本サイトのコラムでは珍しく、今回は「症状」ではなく「疾患」に関するおはなしをいたします。なぜかというと、統合失調症は、精神科の基本とも言える疾患で、臨床的には統合失調症を理解することが、精神科に携わるための基本につながるとなると言っても過言ではないからです。そのため、この記事は主に精神病症状や自我障害をある程度理解していらっしゃる医療従事者向けのおはなしになります。

統合失調症をわかりやすく

これを読んでくださっている方は、すでに教科書的な統合失調症の知識はご存じだと思いますが、臨床に立つと、例えば「幻覚妄想」とは言っても何をどう理解していいのか、どうやって患者さんと接したらいいのか、特に初学者の方にとっては戸惑いを隠せない疾患でもあります。

「統合失調症の患者さんとどうやって距離を取っていいかわからない」
「幻覚妄想状態で暴れている患者さんが正直怖くてものおじしてしまう」

という方もいらっしゃると思いますので、ここではそうした臨床的視点に立って、疾患の理解を深めていただき、彼らがとっている言動を症状としてどのように捉えたらいいのかを理解する助けになればと思います。

他の科でも同様ではあるのですが、精神科臨床では目に見えない症状を扱うことが多いために、「患者さんの中ではどんなことが起きていて、どういう気持ちでいらっしゃるのか」により一層深く思いを馳せることが重要となります。「病気への最大の理解は、自身がその病気になることだ」とはよく聞かれるものの、すべての病気にかかることはできません。ですが、患者さんを理解しようと努め、できる限り近似した理解で臨むことがだいじです。

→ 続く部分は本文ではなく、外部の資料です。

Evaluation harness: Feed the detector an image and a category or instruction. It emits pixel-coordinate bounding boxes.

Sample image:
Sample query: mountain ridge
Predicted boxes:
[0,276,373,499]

さて、「患者さんの身に何が起こっているのか」という視点で本題に入りましょう。

【精神病症状=統合失調症】ではない

まずは、教科書的な知識のおさらいをしましょう。

よくある誤解なのですが、精神病症状がある方全員が「統合失調症」であるというのは間違いです。実は、精神病症状は双極性感情障害(躁うつ病)、うつ病といった感情の症状を認める疾患にも伴うことがありますし、アルコールや覚醒剤などの物質使用が誘発する場合もあります。
そういう意味では、精神病症状は発熱のようなものです。発熱があるからと言って、一律「感染症」とは限らず、腫瘍や膠原病なども鑑別に挙がることと同じです。精神病症状は統合失調症の必要条件ですが、十分条件ではないということになります。

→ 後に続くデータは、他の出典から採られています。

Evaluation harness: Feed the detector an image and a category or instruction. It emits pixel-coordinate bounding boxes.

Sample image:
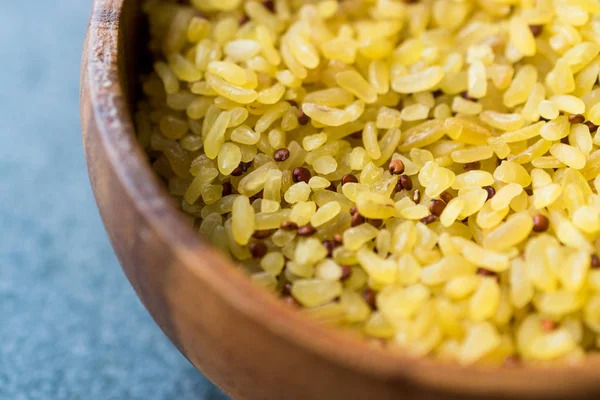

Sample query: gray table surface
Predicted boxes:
[0,0,226,400]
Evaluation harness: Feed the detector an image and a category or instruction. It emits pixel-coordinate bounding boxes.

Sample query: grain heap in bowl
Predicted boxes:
[137,0,600,364]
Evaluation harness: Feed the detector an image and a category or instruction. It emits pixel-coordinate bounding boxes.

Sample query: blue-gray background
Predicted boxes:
[0,0,226,400]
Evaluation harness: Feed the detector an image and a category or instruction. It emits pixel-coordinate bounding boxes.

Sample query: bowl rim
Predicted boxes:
[82,0,600,396]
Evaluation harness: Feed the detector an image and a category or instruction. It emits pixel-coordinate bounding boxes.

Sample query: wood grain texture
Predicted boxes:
[81,0,600,400]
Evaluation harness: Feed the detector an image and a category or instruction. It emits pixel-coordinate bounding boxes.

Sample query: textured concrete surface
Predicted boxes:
[0,0,226,400]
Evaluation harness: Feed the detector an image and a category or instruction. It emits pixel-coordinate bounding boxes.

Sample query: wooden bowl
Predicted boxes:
[81,0,600,400]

精神病症状は、一般人口の3.5%に存在すると言われ、そのうち統合失調症など感情の症状がないものは2.3%であるといわれています。統合失調症は一般人口の1%弱ほどの有病率であるのはご存知だと思いますが、感情の症状がない精神疾患だけでも統合失調症と同じぐらい他の疾患にも精神病症状が認められることになります。この例が妄想性障害や急性精神病と称される「急性一過性精神病性障害」などです。
ちなみに、3.5%から2.3%を引いた残りの1.2%の方は、すでに述べた躁うつ病や物質使用に伴ったものです。[1]

以上、「幻覚妄想があれば統合失調症」と短絡的にならないように留意する必要があります。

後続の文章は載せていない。